KG_and_LLM A research project aimed at investigating the functioning of knowledge graphs and their combined utilization with language models.
The growing popularity of Large Language Models (LLMs) has given rise to new areas of work and research. One such area is Retrieval Augmented Generation (RAG), which allows models to connect with memory and work with new facts not covered during training.
At present, RAGs are in the early stages of development, and one of the promising foundations for RAG is knowledge graphs (KGs). Our research will delve into how we can integrate LLMs and KGs to build a prospective RAG.

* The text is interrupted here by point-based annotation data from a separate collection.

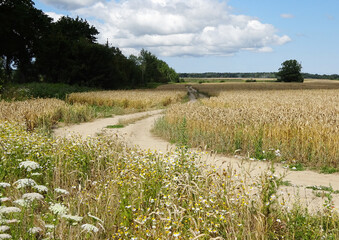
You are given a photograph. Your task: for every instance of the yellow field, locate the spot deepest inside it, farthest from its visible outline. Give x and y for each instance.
(31, 112)
(138, 99)
(303, 124)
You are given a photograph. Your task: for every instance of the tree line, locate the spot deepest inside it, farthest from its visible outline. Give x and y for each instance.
(35, 48)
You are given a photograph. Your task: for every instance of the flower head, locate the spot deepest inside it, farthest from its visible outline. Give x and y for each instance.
(25, 182)
(58, 209)
(89, 228)
(9, 210)
(29, 165)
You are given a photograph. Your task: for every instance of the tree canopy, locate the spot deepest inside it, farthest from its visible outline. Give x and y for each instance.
(290, 71)
(66, 51)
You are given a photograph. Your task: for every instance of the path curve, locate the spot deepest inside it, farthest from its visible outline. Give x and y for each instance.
(139, 134)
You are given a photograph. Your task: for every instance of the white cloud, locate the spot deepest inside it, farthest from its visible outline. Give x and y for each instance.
(70, 4)
(179, 27)
(286, 15)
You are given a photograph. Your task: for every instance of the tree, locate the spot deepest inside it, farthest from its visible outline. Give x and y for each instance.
(21, 28)
(290, 71)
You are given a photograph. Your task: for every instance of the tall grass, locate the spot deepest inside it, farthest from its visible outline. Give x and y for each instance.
(99, 189)
(136, 99)
(303, 125)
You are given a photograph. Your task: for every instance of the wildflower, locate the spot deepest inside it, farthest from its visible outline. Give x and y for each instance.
(95, 218)
(32, 196)
(34, 230)
(29, 165)
(4, 185)
(176, 234)
(4, 199)
(58, 209)
(41, 188)
(9, 210)
(72, 218)
(62, 191)
(89, 228)
(4, 228)
(22, 202)
(25, 182)
(5, 236)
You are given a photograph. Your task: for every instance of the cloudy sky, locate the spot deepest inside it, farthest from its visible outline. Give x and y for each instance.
(216, 35)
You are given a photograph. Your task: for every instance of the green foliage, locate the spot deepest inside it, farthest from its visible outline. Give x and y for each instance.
(290, 71)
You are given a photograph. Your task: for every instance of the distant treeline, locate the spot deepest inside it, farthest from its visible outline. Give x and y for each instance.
(34, 48)
(253, 75)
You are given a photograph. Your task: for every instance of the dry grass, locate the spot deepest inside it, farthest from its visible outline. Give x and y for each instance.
(136, 99)
(132, 194)
(213, 89)
(303, 125)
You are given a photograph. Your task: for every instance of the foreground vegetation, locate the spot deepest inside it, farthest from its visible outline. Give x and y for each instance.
(301, 124)
(97, 189)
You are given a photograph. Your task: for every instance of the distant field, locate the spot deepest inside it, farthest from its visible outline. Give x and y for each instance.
(302, 124)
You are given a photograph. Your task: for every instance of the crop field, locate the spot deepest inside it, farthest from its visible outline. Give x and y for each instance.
(99, 189)
(303, 125)
(213, 89)
(137, 99)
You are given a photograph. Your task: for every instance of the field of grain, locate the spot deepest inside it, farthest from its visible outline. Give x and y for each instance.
(213, 89)
(99, 189)
(137, 99)
(292, 126)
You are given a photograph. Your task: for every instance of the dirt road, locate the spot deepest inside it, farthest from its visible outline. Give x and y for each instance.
(139, 133)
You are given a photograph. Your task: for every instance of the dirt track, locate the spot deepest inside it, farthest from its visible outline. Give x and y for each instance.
(139, 133)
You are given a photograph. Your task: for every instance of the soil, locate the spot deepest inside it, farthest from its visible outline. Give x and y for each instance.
(139, 133)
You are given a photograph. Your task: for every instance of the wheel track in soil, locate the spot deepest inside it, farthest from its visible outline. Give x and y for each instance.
(139, 134)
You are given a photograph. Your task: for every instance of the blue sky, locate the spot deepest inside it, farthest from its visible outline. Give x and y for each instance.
(216, 35)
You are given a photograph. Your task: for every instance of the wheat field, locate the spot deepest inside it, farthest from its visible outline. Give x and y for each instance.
(302, 124)
(137, 99)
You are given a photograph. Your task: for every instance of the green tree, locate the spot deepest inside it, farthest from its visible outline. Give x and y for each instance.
(21, 28)
(290, 71)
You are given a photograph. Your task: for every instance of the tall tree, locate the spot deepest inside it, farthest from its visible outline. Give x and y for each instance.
(21, 28)
(290, 71)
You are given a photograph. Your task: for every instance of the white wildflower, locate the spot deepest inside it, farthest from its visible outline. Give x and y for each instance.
(34, 230)
(29, 165)
(22, 202)
(176, 234)
(72, 218)
(95, 218)
(36, 174)
(4, 185)
(9, 210)
(58, 209)
(32, 196)
(49, 226)
(4, 228)
(25, 182)
(89, 228)
(277, 153)
(62, 191)
(41, 188)
(5, 236)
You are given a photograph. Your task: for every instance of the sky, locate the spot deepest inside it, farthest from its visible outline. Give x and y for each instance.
(196, 36)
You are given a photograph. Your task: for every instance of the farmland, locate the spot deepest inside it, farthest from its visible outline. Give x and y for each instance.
(99, 188)
(302, 124)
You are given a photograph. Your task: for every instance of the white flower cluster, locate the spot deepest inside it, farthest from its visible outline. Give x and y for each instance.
(29, 165)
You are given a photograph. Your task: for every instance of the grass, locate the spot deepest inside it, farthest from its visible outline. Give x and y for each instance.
(116, 126)
(99, 189)
(292, 126)
(40, 90)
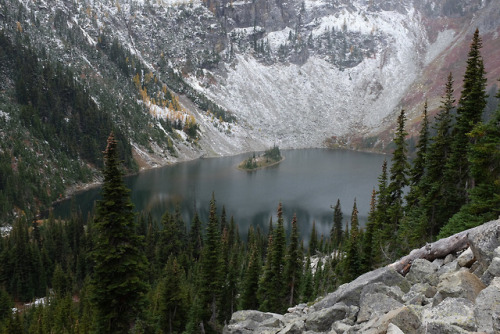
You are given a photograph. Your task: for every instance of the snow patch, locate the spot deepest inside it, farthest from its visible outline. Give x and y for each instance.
(443, 41)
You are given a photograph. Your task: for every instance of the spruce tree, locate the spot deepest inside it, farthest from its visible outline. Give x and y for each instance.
(471, 106)
(418, 169)
(435, 190)
(398, 179)
(249, 300)
(313, 240)
(336, 231)
(211, 276)
(293, 267)
(278, 264)
(367, 248)
(484, 159)
(118, 280)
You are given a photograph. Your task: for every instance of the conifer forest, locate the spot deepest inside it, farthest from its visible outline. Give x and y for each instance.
(120, 272)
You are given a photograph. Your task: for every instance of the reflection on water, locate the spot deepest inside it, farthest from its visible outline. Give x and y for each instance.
(307, 182)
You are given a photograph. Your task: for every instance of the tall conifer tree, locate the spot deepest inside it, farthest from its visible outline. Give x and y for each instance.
(469, 112)
(434, 187)
(293, 268)
(398, 177)
(336, 231)
(119, 263)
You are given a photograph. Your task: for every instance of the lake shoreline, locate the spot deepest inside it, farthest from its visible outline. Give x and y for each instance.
(274, 163)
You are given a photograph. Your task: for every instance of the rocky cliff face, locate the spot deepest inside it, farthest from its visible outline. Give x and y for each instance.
(293, 73)
(458, 293)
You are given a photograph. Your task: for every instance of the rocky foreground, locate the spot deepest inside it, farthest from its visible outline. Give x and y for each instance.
(458, 292)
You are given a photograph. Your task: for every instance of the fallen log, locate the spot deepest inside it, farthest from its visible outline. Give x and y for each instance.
(435, 250)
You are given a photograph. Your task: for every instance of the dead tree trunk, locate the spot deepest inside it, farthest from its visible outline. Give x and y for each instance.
(436, 250)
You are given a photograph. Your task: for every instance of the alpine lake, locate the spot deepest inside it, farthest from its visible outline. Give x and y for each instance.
(307, 182)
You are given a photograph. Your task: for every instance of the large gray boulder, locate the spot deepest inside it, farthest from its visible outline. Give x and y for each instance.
(487, 306)
(423, 271)
(349, 293)
(404, 318)
(376, 304)
(460, 284)
(466, 259)
(484, 240)
(322, 320)
(451, 311)
(250, 321)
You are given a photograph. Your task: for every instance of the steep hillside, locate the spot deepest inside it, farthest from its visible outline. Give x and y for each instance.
(184, 79)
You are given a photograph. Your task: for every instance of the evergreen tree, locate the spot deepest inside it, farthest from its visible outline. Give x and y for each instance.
(271, 289)
(313, 241)
(471, 105)
(484, 159)
(119, 264)
(434, 189)
(336, 231)
(195, 239)
(418, 169)
(307, 283)
(293, 267)
(171, 308)
(368, 243)
(352, 259)
(249, 300)
(398, 179)
(211, 276)
(381, 235)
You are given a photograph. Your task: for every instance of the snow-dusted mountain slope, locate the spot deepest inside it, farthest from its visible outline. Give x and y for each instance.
(294, 73)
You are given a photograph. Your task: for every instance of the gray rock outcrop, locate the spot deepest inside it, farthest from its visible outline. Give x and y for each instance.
(458, 295)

Initially, our concept was to construct a RAG based on knowledge graphs for construction documentation. However, as we recognized the potential, our focus shifted towards a more research-oriented approach. We began an in-depth review of literature and scientific resources related to the construction of knowledge graphs and RAG.
Link | Name | Summary |
---|---|---|
Springer Link | BEAR on GitHub | Requires payment, but interesting examples are available on GitHub. |
Arxiv Paper | LLMs for Knowledge Graph Construction and Reasoning: Recent Capabilities and Future Opportunities | A brief overview of the tasks where LLMs currently excel and where they do not. They are good at reasoning and worse at construction. Suggests an agent-based approach to graph construction. The method is somewhat vague. |
Arxiv Paper | AutoKG: Constructing Virtual Knowledge Graphs from Unstructured Documents for Question Answering | An older work on graph construction pre-GPT on BERT. The method is interesting and worth considering. Briefly, it's a three-step process: 1. OpenEI for creating triplets, 2. Encoding with BERT, 3. Entity linking (though unclear how). |
Arxiv Paper | Text2KGBench: A Benchmark for Ontology-Driven Knowledge Graph Generation from Text | Proposes a benchmark for the task of knowledge graph generation. A very recent article with a new benchmark. |
Arxiv Paper | ITERATIVE ZERO-SHOT LLM PROMPTING FOR KNOWLEDGE GRAPH CONSTRUCTION | Proposes an iterative LLM prompting-based pipeline for automatically generating KGs without human effort. It introduces well-formed LLM prompts for each stage of the process and achieves impressive accuracy results. |
PLOS One Article | Similar to the previous article. If we decide to build graphs, this article should be examined carefully. Essentially, it proposes the same agent-based approach with good accuracy parameters for their specific task. | |
FCST Article | Chinese language article. From images, it appears to involve multi-layered prompts. | |
Arxiv Paper | Unifying Large Language Models and Knowledge Graphs: A Roadmap | An excellent overview of current developments. Dedicated subsections for each process of interest. |
Arxiv Paper | PiVe: Prompting with Iterative Verification Improving Graph-based Generative Capability of LLMs | Uses a model with a verifier module for graph construction. Briefly, they trained a small transformer on correct/incorrect responses and generate iteratively with it. |
Arxiv Paper | BertNet: Harvesting Knowledge Graphs with Arbitrary Relations from Pretrained Language Models | Constructs graphs using prompts and a trained BERT. Achieves up to 70% accuracy in some cases. |
Arxiv Paper | CodeKGC: Code Language Model for Generative Knowledge Graph Construction | |
Arxiv Paper | Joint Entity and Relation Extraction with Span Pruning and Hypergraph Neural Networks | Describes an ERE model based on Packed Levitated Marker. The code didn't work well, so it's challenging to verify the method's effectiveness. |
Arxiv Paper | Packed Levitated Marker for Entity and Relation Extraction | Describes the Packed Levitated Marker method for ERE data labeling. The code is functional, and metrics are confirmed. It's difficult to say whether it should be used in our work. |
GitHub - REBEL | REBEL: Relation Extraction By End-to-end Language generation | REBEL, a seq2seq model based on BART, performs end-to-end relation extraction for over 200 different relation types. It works excellently and is currently in use. |
After two months of studying knowledge graphs and scientific articles, we have come to the conclusion that it would be valuable to build a Retrieval Augmented Generation (RAG) model based on knowledge graphs. We plan to compare it to a conventional RAG model using vector-based approaches and potentially encapsulate this research into either a library or a scientific paper.
Among the current tasks:
Dataset Generation and Compilation for RAG Unfortunately, a sufficiently acceptable dataset for RAG has not yet been gathered, so we will need to develop it ourselves.
Metric Definition for RAG
Testing RAG in various formats, including Text-To-Cypher and Semantic Search over Graph.